INDIANAPOLIS (WISH) — The hottest restaurant in town opened Thursday on the north side of Indianapolis but only for one night.
Crowds lined up around the block at East 49th and North Pennsylvania streets for a chance to get a taste. Some waited more than two hours without complaining.
Though a few people driving by were shocked, especially when they heard what was on the menu.
Thursday night was the first part of a dinner series aimed at bringing female chefs to the Circle City.
Adeline Adler-Mueller, who is 10 years old and loves all things Japanese, said, “This is the best ramen I’ve ever had.”
“Mmhmm, definitely worth it.”
“It’s wonderful,” added Ruby Clayton, who waited for nearly two hours for her bowl.
Chef and bestselling author Sarah Gavigan was the star of the night. She was brought up from Nashville, Tennessee, where she has several restaurants, to be the first course of the Patachou Pop-Up dinner series.
Clayton plans to visit Gavigan’s restaurant the next time she’s in Nashville.
“It was so good. I had to buy the book,” Clayton said.
Clayton plans to come back to the next Pop-Up, but declares “we’ll get here earlier.”
Patachou Restaurant group, which owns Cafe Patachou and Napolese across the street among others in the city, organized the series.

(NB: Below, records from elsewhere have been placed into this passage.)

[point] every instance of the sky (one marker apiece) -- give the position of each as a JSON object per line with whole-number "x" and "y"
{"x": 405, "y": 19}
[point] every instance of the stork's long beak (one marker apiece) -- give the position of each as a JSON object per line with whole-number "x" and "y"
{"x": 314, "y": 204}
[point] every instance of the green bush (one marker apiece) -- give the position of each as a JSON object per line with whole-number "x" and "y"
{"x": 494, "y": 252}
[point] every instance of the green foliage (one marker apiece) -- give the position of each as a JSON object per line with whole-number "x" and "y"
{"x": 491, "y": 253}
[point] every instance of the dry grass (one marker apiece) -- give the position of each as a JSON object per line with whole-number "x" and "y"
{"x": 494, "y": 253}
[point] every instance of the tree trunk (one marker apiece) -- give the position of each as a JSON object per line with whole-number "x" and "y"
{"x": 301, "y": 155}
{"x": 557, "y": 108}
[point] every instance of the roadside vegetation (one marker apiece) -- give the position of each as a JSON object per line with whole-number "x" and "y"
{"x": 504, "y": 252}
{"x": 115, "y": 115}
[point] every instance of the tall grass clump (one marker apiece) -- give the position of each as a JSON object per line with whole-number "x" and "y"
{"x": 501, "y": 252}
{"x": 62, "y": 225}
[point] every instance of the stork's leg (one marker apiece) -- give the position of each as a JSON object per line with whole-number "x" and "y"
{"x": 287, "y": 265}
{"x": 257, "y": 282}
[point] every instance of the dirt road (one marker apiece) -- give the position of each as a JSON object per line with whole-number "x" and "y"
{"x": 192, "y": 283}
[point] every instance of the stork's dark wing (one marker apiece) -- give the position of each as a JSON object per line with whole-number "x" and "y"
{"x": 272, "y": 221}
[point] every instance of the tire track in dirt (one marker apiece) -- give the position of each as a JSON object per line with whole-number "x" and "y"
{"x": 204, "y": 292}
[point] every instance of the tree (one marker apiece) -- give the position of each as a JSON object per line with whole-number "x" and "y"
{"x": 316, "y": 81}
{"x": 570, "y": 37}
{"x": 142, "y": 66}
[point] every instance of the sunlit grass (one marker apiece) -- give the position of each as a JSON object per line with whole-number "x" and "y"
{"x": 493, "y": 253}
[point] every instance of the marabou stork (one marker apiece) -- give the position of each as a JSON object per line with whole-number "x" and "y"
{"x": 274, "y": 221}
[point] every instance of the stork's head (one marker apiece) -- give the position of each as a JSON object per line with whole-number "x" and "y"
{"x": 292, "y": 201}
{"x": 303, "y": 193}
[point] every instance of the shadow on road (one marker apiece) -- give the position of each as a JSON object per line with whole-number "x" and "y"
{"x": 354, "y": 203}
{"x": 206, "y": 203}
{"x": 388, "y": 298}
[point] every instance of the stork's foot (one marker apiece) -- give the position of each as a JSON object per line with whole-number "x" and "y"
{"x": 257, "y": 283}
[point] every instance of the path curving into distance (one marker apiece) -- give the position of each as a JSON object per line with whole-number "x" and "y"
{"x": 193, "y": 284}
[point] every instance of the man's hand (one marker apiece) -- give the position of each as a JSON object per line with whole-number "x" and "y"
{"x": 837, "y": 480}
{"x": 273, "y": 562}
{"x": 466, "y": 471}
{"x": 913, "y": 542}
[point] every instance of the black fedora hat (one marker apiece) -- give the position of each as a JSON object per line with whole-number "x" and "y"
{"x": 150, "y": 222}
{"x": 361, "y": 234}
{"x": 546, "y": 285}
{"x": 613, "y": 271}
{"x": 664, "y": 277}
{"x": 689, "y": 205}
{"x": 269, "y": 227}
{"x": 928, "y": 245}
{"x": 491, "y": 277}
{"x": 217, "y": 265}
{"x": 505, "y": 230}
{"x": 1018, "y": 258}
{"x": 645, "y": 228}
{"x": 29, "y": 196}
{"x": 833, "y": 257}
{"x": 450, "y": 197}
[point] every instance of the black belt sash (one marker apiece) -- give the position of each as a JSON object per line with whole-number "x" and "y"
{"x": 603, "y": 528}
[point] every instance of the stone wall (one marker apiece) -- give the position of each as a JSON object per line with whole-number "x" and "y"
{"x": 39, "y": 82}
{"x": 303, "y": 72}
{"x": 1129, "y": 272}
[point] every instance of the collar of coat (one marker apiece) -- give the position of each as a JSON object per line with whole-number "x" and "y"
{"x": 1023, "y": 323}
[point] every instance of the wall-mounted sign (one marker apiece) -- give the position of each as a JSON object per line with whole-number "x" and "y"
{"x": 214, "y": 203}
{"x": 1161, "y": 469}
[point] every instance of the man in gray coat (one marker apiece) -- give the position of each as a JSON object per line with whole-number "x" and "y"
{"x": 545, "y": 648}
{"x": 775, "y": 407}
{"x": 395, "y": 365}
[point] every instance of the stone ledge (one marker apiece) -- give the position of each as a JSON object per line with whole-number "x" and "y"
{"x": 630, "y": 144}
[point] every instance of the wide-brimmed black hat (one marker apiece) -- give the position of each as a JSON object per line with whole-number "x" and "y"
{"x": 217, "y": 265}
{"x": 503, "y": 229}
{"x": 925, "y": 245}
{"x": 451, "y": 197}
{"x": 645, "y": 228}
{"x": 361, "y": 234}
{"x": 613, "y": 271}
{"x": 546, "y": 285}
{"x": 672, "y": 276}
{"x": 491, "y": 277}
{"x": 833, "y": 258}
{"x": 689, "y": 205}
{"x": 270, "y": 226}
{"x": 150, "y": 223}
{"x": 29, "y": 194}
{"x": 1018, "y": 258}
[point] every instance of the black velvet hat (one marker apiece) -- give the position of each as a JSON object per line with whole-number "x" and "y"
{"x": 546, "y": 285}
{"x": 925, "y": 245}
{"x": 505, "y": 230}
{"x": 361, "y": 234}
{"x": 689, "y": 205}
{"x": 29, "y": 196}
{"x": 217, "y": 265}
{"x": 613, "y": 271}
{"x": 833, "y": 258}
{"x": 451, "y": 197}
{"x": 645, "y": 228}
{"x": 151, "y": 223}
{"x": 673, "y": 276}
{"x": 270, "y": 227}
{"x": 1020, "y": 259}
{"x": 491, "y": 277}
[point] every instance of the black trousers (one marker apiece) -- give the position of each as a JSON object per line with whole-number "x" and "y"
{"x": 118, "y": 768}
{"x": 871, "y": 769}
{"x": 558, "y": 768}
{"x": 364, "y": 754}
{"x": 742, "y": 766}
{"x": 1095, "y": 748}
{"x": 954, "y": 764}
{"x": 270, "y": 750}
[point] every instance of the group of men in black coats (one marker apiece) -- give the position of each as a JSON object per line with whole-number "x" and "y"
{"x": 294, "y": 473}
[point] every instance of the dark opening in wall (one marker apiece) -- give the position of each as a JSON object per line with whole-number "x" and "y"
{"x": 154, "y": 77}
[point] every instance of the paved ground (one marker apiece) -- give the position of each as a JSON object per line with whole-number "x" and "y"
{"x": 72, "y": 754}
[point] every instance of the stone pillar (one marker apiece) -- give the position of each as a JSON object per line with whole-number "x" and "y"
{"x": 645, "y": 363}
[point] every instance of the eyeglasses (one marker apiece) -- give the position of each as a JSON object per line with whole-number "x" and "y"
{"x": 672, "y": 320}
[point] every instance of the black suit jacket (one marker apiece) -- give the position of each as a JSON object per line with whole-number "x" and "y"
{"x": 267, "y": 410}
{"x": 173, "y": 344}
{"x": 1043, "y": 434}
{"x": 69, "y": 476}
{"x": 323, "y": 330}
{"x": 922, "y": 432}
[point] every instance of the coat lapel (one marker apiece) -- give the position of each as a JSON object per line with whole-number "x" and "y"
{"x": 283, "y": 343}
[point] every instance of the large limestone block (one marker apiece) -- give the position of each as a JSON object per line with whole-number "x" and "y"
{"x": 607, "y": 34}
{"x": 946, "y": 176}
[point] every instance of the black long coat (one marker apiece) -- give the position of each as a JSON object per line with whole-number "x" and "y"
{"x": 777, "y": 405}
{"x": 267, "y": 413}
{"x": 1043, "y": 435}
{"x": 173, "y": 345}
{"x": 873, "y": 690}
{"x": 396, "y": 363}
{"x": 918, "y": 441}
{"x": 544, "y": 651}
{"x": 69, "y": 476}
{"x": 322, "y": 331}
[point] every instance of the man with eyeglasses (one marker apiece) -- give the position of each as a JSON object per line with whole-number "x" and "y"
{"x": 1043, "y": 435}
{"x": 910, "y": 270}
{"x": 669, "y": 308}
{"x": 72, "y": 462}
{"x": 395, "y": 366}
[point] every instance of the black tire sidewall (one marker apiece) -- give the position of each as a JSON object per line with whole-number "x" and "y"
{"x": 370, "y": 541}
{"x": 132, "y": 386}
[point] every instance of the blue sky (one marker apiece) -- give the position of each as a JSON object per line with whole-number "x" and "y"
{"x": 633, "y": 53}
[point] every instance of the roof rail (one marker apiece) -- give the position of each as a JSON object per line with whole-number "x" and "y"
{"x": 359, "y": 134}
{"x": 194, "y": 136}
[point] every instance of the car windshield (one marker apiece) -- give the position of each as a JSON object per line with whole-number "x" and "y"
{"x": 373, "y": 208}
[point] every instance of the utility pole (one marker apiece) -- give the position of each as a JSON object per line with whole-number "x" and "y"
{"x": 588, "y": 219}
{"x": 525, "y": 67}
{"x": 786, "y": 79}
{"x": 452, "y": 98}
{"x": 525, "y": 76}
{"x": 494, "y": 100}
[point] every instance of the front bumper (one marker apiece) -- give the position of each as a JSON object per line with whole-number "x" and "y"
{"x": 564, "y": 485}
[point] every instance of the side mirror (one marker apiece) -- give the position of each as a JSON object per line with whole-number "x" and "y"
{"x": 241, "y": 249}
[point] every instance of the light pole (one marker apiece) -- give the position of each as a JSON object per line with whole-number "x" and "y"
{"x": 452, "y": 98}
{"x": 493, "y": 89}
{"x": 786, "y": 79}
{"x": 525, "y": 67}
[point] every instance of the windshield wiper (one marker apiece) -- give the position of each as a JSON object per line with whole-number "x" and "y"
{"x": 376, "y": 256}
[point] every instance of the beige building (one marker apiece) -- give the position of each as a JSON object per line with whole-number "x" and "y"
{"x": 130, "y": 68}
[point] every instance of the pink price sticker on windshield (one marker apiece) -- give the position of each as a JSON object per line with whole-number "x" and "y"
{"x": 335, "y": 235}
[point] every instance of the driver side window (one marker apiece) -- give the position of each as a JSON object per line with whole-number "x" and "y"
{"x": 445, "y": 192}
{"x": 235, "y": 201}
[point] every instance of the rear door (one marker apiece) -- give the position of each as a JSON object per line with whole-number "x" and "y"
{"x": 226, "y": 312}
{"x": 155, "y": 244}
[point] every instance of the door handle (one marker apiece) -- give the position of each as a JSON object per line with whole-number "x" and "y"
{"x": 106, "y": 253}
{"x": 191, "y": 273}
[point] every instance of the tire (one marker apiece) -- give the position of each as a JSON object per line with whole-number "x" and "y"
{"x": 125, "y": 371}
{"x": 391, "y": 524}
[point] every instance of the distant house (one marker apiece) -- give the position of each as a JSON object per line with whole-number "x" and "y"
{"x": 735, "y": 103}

“My job is to bring ramen to the ramen-less. So here I am,” Gavigan said.
But, some of the ramen-less, including Stephen Towns, were a bit surprised at the extreme measures and lines the believers will endure. He said he wouldn’t wait that long.
“Not for ramen,” said Towns with a laugh. “It would have to be really special.”
So what is it about ramen? No better person to ask than the chef.
“When you love it, you love it,” Gavigan said. “You fall in love with it. It makes you happy. There’s not a lot of things in this world that do that, so when you find something that’s so simple as a bowl of soup and noodles to make you happy, you’ll wait in line for it.”
Even if that wait for some is up to two hours, 20 minutes.
“I’ll be back. I’m going to come back real soon,” the chef said. “It’s always a blast when you get to go somewhere and people are this responsive to what you’re doing.”
The event began at 5 p.m. and by 7:30 had virtually run out of food. Those who didn’t make the cut got a slip of paper for preferred seating at the next Pop-Up.
Patachou Owner Martha Hoover told News 8 she plans to feature a different female chef once a month. A date has not been set for November.